Alla fine degli anni 1840, l’albume venne utilizzato nella preparazione sia dei negativi che della carta da stampa, al fine di aumentare la definizione.
Il primo sviluppo significativo fu nella fase del negativo. I negativi di Talbot erano su carta e inevitabilmente, quando veniva fatto un positivo, le imperfezioni della carta venivano stampate insieme all’immagine. La risposta sarebbe stata quella di usare negativi su vetro piuttosto che su carta, ma le sostanze chimiche non avrebbero aderito al vetro senza un legante adatto. Sebbene si fosse pensato a diverse sostanze – anche alla bava lasciata dalle lumache – niente si dimostrò affidabile.
Nel 1848, un cugino di Nicephore Niépce, Abel Niépce, perfezionò un processo che consisteva nel rivestire una lastra di vetro con bianco d’uovo salato contenente dello ioduro di potassio. La lastra veniva poi lasciata asciugare, dopo di che veniva sensibilizzata con una soluzione acida di nitrato d’argento. Dopo l’esposizione, veniva sviluppata in acido gallico.
Questo nuovo processo permetteva di ottenere dettagli molto fini e una qualità molto più alta. Tuttavia, era molto lento, con tempi di esposizione che variavano tra i cinque e i quindici minuti; quindi, veniva utilizzato per lavori architettonici o di natura morta, non per la ritrattistica.

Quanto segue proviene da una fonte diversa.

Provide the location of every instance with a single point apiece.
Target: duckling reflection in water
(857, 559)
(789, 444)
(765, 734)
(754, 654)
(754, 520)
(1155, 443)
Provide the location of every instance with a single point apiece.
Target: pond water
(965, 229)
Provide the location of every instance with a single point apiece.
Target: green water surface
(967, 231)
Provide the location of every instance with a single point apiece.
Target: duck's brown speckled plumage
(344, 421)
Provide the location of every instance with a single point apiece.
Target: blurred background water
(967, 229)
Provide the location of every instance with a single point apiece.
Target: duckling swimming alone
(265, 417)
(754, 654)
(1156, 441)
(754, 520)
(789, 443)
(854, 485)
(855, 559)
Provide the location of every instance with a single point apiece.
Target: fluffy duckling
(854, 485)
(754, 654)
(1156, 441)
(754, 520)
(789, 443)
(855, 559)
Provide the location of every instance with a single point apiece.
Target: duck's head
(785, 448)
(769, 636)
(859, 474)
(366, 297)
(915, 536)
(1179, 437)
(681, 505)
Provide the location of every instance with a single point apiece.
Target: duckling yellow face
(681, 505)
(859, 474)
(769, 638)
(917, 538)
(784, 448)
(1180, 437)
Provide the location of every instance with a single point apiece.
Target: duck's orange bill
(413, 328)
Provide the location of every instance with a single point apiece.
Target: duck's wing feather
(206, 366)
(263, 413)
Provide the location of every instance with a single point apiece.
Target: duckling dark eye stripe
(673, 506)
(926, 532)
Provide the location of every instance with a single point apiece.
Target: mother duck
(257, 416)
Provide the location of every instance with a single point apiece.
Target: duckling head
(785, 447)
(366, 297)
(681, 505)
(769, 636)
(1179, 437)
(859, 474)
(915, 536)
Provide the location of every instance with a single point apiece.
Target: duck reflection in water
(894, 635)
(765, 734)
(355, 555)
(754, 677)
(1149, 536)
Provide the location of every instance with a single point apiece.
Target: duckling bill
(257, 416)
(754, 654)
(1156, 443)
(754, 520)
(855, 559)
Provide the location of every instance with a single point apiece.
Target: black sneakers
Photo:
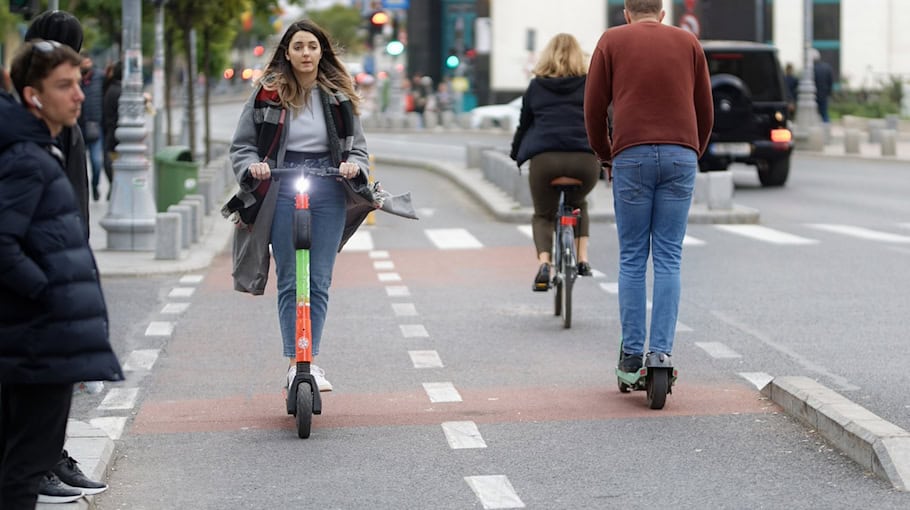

Lo sviluppo della carta da stampa all’albumina, due anni dopo, incontrò un successo molto maggiore; fu introdotta in Francia da Blanquart-Evrard, portata in questo paese da John Mayall e fatta conoscere in Inghilterra da Hugh Welch Diamond. (Una fonte, tuttavia, suggerisce che questo processo fu descritto per la prima volta alla Photographic Society da Henry Pollock). Fino ad allora era stata usata la carta salata, con i suoi limiti di definizione. Un articolo di Shadbolt in The Journal of the Photographic Society (1855) afferma il problema: “Più l’immagine è tenuta sulla superficie della carta, più brillante è l’effetto, e più perfettamente il dettaglio, specialmente quello dei mezzi toni, è messo in evidenza, e che qualsiasi cosa come l’immersione delle soluzioni nella carta produce un effetto piatto e insoddisfacente”.
Qui le sostanze chimiche sarebbero sulla carta piuttosto che in essa, come nel caso del processo della carta salata. Si trattava di una carta da stampa lucida che produceva una superficie molto liscia e quindi permetteva una riproduzione molto più dettagliata.
Tuttavia, inizialmente il processo all’albumina non era visto come la risposta ideale. Shadbolt, per esempio, continuava: “il bagliore offensivo e volgare che possiede a volte è più dannoso per l’effetto pittorico di quanto sia controbilanciato da altri vantaggi, e non vedo alcuna ragione per cui tutta la delicatezza delle prove all’albumina non possa essere mantenuta adottando altri mezzi a questo scopo, e tuttavia essere libera da un difetto così sgradevole come il bagliore a cui si allude…”
Per ridurre lo smalto, alcuni diluirono l’albume. Ciononostante, il processo cominciò a prendere piede, e negli anni Sessanta era di uso generale, e continuò ad esserlo fino alla fine del secolo. Il suo successo può essere giudicato dal fatto che una delle riviste fotografiche stampava ricette per utilizzare i tuorli d’uovo rimasti dopo che i bianchi erano stati usati per scopi fotografici. Si diceva che un fornitore di carta all’albumina da solo utilizzasse sessantamila uova al giorno.
La carta da stampa all’albumina continuò ad essere in uso generale fino alla fine del secolo, quando la carta alla gelatina cominciò a sostituirla.
Oltre a questi sviluppi, vi furono ulteriori progressi nella chimica della fotografia che contribuirono a migliorare la qualità dell’immagine. La ricerca sui composti chimici e la sperimentazione con diversi leganti portarono a soluzioni più stabili e affidabili, migliorando la durabilità delle fotografie.
Ad esempio, l’introduzione di nuove tecniche di fissaggio ridusse significativamente il problema dello sbiadimento delle stampe, garantendo una maggiore longevità delle immagini. La ricerca continua e l’innovazione tecnologica furono cruciali per affrontare le sfide tecniche e pratiche della fotografia dell’epoca.
Nel complesso, l’evoluzione dei processi fotografici durante la metà del XIX secolo rifletteva un periodo di intensa sperimentazione e innovazione, che gettò le basi per le tecniche fotografiche moderne. L’uso dell’albume e successivamente della gelatina per la preparazione delle stampe rappresentava un passo significativo verso la fotografia come forma d’arte e mezzo di documentazione più accessibile e versatile.